Patients with chronic Chagas disease (CD) can exhibit alterations in cardiac autonomic regulation. Both inflammatory and degenerative lesions of the intrinsic autonomic innervation of the heart – particularly at the parasympathetic branch- as well as abnormal autonomic regulation of heart rate and blood pressure (cardiovascular dysautonomia) have been reported in chronic patients with cardiac, digestive or combined forms of CD [[1], [2], [3]]. Early autonomic involvement has also been demonstrated in patients with the indeterminate or apparently asymptomatic form of T. cruzi infection [4,5].

The identification and pharmacological characterization of functional circulating autoantibodies against autonomic neurotransmitter receptors (β₁- and β₂-adrenergic receptors, and M₂ muscarinic acetylcholine receptors) (anti-β₁AR Ab, anti-β₂AR Ab and anti-M₂R Ab) in patients with chronic CD suggested that the interaction between those antibodies and their target receptors could be involved in the development of clinical manifestations. Actually, different studies have shown a high prevalence of anti-β₁AR Ab in chronic chagasic patients with ventricular arrhythmias [6] as well as high levels of anti-M₂R Ab in those with sinus node dysfunction [6], increased ventricular repolarization heterogeneity [7], esophageal achalasia [8] and megacolon [9,10]. Interestingly, a high prevalence (98%) of anti-β₁AR Ab combined with anti-M₂R Ab in CD patients with cardiomyopathy vs 34% in those asymptomatic suggests that the latter are at risk of developing cardiomyopathy in the future [10]. Among these studies, a remarkably strong association between anti-M₂R Ab and cardiovascular dysautonomia was found in both symptomatic and asymptomatic chronic infected patients [[11], [12], [13]], suggesting that this antibody fraction could serve as a marker for cardiac autonomic dysfunction in chronic CD. Moreover, further studies demonstrated a significant negative correlation between serum levels of anti-M₂R Ab and the heart rate variability (HRV) high-frequency power (HF), which suggests an inhibitory effect of these antibodies on vagal modulation [5].

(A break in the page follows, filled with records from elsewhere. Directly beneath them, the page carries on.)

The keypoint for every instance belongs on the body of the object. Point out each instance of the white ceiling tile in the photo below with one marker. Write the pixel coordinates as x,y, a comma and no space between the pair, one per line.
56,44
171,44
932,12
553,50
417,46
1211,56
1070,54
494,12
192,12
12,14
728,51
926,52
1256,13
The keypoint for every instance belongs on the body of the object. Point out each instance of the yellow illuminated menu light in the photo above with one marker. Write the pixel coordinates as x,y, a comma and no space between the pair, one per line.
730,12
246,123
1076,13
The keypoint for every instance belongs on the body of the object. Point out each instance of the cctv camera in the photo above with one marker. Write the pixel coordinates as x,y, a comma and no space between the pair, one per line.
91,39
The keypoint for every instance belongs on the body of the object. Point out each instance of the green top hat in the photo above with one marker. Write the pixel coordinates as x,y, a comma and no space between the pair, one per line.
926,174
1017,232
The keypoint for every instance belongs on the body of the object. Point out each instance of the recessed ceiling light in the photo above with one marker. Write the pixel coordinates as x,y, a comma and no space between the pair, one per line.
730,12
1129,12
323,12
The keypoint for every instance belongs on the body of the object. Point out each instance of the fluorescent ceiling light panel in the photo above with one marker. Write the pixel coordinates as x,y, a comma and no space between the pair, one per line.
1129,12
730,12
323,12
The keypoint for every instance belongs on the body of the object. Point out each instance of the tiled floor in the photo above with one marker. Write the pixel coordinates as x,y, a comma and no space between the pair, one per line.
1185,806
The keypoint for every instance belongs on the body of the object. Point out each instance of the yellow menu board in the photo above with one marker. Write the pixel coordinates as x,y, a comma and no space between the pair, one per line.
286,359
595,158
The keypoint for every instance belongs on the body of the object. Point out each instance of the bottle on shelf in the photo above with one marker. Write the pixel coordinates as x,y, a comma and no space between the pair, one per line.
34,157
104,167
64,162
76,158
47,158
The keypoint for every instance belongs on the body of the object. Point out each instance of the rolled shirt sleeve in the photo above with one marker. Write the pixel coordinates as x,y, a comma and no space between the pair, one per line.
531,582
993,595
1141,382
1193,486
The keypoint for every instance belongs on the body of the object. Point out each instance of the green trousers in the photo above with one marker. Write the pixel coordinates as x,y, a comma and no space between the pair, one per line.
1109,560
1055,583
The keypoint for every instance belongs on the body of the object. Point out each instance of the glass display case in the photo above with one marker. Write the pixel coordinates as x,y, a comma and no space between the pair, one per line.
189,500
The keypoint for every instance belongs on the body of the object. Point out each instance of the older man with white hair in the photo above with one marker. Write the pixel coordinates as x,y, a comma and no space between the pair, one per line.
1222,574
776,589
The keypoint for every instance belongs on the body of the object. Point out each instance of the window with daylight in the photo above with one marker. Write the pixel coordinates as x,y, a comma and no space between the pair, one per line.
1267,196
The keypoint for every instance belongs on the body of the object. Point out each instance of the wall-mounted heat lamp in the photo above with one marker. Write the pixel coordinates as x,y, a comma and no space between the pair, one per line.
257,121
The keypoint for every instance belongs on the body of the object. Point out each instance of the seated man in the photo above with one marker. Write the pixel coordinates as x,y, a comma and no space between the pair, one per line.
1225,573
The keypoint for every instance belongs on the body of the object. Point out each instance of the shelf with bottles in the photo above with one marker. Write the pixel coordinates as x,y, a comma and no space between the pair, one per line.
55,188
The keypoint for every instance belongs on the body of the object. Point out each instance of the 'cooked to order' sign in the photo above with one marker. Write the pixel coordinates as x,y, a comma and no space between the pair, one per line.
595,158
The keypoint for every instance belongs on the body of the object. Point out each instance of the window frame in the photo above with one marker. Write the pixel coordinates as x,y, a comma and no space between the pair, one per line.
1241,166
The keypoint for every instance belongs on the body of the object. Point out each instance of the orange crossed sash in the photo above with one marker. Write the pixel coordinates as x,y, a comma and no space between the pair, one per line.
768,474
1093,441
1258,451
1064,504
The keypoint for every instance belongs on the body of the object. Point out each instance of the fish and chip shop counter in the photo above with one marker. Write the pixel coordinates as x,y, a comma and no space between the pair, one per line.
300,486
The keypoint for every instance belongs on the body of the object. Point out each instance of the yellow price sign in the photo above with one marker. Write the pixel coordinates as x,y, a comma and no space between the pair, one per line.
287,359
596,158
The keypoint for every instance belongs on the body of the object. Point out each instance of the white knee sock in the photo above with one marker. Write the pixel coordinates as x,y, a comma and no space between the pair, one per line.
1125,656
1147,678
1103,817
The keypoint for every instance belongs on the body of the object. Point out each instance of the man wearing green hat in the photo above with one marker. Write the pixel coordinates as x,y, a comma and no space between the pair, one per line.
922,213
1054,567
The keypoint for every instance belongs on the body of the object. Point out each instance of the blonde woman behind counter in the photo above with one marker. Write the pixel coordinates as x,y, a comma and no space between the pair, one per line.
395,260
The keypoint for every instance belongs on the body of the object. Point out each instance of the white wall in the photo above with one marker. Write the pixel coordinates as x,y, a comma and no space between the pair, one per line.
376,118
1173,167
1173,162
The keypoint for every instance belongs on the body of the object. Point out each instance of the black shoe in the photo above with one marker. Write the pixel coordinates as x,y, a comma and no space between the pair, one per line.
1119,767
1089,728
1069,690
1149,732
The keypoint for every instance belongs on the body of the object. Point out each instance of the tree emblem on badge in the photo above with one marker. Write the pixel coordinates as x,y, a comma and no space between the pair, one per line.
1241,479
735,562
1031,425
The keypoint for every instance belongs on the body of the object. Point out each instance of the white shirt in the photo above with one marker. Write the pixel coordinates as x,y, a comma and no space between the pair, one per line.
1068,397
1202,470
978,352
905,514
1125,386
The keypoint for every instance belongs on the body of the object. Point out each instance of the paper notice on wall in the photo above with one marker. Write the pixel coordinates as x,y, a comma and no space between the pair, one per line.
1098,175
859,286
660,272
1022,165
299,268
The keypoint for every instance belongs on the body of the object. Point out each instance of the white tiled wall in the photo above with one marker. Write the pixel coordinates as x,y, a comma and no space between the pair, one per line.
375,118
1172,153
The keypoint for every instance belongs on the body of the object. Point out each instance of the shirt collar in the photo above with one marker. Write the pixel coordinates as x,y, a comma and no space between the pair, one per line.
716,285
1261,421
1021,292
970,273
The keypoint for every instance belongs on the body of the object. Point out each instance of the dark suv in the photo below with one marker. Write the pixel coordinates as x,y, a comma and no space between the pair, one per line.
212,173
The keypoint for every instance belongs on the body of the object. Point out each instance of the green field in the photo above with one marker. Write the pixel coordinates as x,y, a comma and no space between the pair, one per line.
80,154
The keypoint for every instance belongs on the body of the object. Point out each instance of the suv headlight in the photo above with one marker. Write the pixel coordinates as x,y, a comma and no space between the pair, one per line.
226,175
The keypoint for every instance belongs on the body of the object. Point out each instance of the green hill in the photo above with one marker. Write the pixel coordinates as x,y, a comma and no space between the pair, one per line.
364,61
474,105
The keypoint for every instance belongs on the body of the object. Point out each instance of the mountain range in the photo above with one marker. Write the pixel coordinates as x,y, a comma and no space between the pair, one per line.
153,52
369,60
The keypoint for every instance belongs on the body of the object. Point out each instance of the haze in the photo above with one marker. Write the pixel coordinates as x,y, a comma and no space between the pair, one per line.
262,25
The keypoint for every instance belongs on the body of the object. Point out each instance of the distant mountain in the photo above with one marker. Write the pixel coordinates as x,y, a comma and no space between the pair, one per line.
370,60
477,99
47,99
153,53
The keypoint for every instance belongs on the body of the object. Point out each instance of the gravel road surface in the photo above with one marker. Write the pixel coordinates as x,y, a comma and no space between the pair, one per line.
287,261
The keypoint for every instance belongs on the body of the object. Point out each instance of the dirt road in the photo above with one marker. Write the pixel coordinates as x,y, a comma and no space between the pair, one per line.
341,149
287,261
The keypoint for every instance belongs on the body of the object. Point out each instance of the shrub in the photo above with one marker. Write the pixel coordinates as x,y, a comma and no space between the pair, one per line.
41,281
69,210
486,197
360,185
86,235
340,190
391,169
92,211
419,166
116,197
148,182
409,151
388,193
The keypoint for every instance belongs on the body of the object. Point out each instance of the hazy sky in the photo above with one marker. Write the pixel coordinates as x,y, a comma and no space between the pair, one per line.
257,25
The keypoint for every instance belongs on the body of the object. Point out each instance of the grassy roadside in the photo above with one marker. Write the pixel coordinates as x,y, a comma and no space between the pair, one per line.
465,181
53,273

The general aim of this study was to elucidate the immunological and pharmacological bases for the inhibitory role of anti-M₂R Ab on cardiac parasympathetic modulation in CD. Most previous studies have focused on pathogenic mechanisms for anti-M₂R Ab on the basis of their ability to activate their target receptor (agonist-like activity) [6,13,14], but only a few reports have actually envisioned their potential to impair agonist-induced M₂R activation, leading to a decreased parasympathetic activity [11,12,15,16]. Because previous studies had found that anti-M₂R Ab could enhance M₂ muscarinic receptor/receptor (M₂R/M₂R) interaction by receptor crosslinking [17], we hypothesized that a crosslinking-mediated conformational change in the M₂R elicited by these antibodies would promote impairment of agonist-induced M₂R activation, leading to the attenuation of M₂R-associated signal transduction pathways. According to this view, we investigated whether the exposure of M₂R to anti-M₂R Ab from chagasic patients with dysautonomia could inhibit carbachol-induced G_i protein activation and arrestin-2 (Arr-2) recruitment in a crosslinking-dependent manner. In addition, we examined the potential involvement of short-term M₂R regulation and allosteric inhibition in these modulatory effects.